While Beran’s intrinsic motivation provided the initial spark to launch the new tasting menu, it takes a dedicated team to execute the vision daily. “I have this really talented core group of people in the kitchen and for the first time in a long time, they’re all fighting to be a bigger part of that creative conversation,” says Beran. “And that was really what helped us understand what Pasjoli could be.” Cooking alongside Beran are sous chefs Casey Palermino (formerly of Willows Inn), Jillianne Bulatao (formerly of Dialogue, Betony, and NoMad), and Jose Martinez (formerly of Dialogue and Otium). Jeremy Overby, who’s worked with Beran since his Alinea days, serves as general manager. “For a long time, I’ve felt like I’ve been trying to be that individual voice pushing everything rather than having good creative sounding boards,” says Beran. “The collective is always greater than the individual.”

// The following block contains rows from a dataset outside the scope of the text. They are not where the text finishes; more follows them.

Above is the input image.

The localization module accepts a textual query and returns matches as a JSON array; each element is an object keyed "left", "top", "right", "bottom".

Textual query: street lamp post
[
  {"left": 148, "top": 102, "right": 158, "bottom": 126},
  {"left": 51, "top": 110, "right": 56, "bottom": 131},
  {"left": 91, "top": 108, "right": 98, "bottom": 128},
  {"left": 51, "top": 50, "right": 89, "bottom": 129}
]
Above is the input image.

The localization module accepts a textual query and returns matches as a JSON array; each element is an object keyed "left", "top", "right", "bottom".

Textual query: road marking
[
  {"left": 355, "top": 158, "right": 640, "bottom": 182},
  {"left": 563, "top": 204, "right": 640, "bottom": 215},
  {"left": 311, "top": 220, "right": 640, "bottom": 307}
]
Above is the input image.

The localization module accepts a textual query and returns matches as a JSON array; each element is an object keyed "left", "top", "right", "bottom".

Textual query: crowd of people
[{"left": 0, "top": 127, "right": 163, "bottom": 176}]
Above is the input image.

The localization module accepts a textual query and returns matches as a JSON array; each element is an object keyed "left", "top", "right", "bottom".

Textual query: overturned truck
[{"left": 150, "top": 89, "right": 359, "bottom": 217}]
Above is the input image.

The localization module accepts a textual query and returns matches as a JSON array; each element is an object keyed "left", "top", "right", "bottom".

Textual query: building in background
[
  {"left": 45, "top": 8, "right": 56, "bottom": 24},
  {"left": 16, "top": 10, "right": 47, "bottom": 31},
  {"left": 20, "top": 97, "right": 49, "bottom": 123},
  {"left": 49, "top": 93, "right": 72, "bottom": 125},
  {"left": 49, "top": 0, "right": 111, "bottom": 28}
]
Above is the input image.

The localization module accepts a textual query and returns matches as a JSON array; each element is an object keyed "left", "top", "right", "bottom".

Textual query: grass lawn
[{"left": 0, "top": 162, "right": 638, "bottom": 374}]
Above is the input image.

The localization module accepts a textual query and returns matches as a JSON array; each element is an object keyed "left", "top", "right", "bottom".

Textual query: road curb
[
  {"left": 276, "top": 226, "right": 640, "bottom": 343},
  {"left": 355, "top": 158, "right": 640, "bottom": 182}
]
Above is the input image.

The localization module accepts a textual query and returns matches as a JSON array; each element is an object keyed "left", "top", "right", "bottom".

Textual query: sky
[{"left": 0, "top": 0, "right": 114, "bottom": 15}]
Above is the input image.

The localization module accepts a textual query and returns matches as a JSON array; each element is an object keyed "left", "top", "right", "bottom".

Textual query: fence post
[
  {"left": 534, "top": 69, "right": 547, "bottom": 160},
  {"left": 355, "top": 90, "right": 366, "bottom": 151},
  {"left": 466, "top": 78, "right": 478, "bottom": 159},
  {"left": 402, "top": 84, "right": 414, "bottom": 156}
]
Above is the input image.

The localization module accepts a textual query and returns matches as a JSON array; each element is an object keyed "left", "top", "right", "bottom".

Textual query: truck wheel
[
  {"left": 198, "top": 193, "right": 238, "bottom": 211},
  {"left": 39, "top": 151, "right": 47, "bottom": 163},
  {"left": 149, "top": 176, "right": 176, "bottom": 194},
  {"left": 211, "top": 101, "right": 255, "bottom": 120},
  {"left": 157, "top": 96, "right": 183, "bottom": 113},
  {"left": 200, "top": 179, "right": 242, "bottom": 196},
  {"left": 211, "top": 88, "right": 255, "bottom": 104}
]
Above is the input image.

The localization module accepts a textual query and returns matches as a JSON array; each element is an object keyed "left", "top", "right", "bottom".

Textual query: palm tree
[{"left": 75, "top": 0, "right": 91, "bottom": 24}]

A white plate with a piece of pork belly and prune at Pasjoli.
Pork belly, prune.
A black and white plate with a fried artichoke, miso, and Gruyere with little purple flowers at Pasjoli. 
Artichoke, miso, Gruyere.
A glass plate with black cod, fermented yuzu at Pasjoli.
Black cod, fermented yuzu.

In the years since Beran ran the high-pressure kitchens at Alinea and Next, and even since Dialogue opened in 2017, the treatment of workers in fine dining has been more closely examined. While it’s unclear whether the dining public is concerned about the ramifications of pursuing a specific kind of culinary perfection, Beran knows that fostering a positive culture at Pasjoli is essential. To that end, he and chief operating officer Ann Hsing (formerly of the Alinea Group) are intentionally building a more empathetic environment at Pasjoli.

“I’m tired of yelling. I’m too old for that now,” says Beran. “You can rule out of fear and make people so afraid to mess up that they don’t or you can rule in a way that is inspiring that makes people want to do more because they’re excited about doing more.” Beran and Hsing insist on the latter approach. Daily kitchen meetings, weekly manager meetings, and quarterly huddles where the entire staff reviews the restaurant’s books work to foster an environment of transparency and camaraderie.

The introduction of Pasjoli’s tasting menu arrives at a moment when the dining public is embracing the format. Whether bolstered by pandemic-related financial boons, a reaction to cooped-up coronavirus years, or the result of plain decision fatigue, the Southland has recently seen a rise in new tasting menus, including Manzke in Pico-Robertson, Kinn in Koreatown, and Corridor 109 in Chinatown. Fine dining stalwarts like Providence and Melisse continue to refine menus, modernize dining rooms, and tinker with service to keep diners coming back.

In the coming months, Beran and his team will continually edit the tasting menu as the season’s bounty changes (rhubarb exiting the lineup while corn enters the fold) and diner feedback rolls in. “We’re gonna constantly be playing with ideas; there were probably 30 ideas that we started with and we narrowed it down to the 12 or 13 that we have now,” says Beran. “But for now, it’s a test. Let’s see how it goes.”

Tasting menus at Pasjoli are served on Thursday, Friday, and Saturday from 5:15 p.m. to 9 p.m. Prepaid reservations are available on Open Table.